I think immutable paths make sense, and disallowing single-element paths or paths with anything but WORD!, TEXT!, INTEGER!, DECIMAL!, BLOCK!, GROUP!, and BLANK! may make sense. (TAG! or other types perhaps, also, but the key is just to stop ambiguous constructions at the moment of creation.)

But taking ANY-PATH! out of ANY-SERIES! may be unnecessary.

The way it could make sense could be if we follow the concept that arrays with iteration positions other than the head are rendered is to include the index. e.g.:

 >> p: 'foo/baz/bar
 == foo/baz/bar

 >> next p
 == 2|foo/baz/bar

Not saying this notation is ideal, but the concept is that any non-head series shows its index value and the full data. So no matter how big your data, offsetting it by an index doesn't hide it in molding. If you have the need to truncate a series, you either have it mutable or COPY the data out.

The console could truncate to show you the most likely relevant portion, e.g. from the index position on. This would be similar to how it truncates the output of very long molds at the tail...it's just truncating long molds at the head.
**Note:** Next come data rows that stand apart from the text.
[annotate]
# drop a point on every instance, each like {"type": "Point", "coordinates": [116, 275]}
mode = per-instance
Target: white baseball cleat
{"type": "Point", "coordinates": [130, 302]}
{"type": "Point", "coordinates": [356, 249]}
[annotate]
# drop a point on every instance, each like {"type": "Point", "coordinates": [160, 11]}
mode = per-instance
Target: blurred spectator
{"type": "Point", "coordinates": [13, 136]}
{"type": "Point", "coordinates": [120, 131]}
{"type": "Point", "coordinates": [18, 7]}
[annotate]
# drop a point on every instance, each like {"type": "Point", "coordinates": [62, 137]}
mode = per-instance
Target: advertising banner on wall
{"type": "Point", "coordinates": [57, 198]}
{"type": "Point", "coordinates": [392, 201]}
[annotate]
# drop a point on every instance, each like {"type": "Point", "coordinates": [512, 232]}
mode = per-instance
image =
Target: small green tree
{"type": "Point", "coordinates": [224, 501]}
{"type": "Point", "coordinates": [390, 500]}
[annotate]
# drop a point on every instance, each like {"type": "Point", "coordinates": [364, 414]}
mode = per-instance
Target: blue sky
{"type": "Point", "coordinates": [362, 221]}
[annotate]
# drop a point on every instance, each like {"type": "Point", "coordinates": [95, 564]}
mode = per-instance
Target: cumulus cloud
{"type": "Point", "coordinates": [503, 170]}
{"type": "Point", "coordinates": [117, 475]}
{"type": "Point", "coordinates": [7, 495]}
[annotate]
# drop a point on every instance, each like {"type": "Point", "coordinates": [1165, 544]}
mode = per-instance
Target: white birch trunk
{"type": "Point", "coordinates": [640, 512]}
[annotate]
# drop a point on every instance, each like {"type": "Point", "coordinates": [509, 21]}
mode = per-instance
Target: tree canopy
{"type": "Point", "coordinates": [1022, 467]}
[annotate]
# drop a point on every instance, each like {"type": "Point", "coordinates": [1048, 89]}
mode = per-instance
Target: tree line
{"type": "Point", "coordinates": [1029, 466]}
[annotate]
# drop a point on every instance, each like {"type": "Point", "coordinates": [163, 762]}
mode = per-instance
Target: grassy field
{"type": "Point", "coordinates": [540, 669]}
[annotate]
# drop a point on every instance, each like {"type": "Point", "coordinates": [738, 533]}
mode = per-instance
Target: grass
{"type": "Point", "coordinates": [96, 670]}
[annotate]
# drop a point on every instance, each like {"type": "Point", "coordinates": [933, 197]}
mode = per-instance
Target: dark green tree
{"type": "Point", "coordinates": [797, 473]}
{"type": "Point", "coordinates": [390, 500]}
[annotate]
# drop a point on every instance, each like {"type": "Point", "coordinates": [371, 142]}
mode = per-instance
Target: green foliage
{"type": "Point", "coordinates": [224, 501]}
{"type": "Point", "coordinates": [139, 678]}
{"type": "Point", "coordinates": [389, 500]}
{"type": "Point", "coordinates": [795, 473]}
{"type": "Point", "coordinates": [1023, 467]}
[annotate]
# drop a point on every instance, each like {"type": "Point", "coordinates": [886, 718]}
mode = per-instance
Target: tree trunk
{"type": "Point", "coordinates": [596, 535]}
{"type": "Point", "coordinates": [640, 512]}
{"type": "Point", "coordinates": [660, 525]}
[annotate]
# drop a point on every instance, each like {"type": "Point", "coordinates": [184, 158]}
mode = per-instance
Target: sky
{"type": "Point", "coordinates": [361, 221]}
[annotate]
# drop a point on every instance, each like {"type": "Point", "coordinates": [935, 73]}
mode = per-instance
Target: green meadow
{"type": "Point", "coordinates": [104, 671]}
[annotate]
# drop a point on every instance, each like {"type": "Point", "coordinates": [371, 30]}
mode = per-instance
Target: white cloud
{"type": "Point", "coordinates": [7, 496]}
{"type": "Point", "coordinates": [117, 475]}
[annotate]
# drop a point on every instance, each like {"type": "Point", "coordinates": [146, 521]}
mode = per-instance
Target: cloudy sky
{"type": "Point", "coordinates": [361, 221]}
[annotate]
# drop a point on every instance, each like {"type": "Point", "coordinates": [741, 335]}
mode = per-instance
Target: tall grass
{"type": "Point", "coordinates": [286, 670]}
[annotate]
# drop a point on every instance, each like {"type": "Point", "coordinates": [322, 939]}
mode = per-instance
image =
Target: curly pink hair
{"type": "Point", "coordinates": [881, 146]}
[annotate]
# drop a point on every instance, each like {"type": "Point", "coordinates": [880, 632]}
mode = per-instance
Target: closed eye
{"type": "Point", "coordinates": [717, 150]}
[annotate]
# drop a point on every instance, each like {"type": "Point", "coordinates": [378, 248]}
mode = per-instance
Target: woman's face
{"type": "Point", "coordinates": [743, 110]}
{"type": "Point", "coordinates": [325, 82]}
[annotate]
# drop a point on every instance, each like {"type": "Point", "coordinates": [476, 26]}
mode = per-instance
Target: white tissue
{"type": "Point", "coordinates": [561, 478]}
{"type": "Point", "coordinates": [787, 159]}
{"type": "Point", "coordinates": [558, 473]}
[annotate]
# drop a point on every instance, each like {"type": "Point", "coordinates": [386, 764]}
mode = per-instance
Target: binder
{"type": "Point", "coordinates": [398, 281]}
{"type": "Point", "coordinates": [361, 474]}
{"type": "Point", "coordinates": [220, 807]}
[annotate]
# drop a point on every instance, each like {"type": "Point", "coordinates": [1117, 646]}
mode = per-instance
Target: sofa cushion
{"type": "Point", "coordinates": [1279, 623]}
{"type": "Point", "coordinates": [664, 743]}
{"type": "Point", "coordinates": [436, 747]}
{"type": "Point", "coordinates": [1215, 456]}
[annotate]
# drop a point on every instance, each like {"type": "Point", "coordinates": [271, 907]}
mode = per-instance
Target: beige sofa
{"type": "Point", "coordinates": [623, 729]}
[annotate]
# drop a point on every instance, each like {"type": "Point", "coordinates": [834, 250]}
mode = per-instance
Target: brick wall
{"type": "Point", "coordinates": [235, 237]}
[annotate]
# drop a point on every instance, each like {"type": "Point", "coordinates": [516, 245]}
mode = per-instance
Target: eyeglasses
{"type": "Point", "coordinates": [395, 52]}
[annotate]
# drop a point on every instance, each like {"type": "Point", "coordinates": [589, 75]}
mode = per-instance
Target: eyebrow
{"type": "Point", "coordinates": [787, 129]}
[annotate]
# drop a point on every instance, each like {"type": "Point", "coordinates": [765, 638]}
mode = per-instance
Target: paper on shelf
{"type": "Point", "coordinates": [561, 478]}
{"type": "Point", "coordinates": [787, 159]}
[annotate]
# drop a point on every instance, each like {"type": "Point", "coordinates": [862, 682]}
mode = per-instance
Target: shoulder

This ties in with the very important "Where the Series Ends" post. That discusses the hidden index semantics, proposing there being no difference between that and a separately tracked INTEGER!...so it is purely an efficiency trick. Looked at this way helps answer a lot of questions about why that field is there, and prevents having two separate branches of semantics...one for when you use the index internal to the series, and one for when you are operating relative to some external index.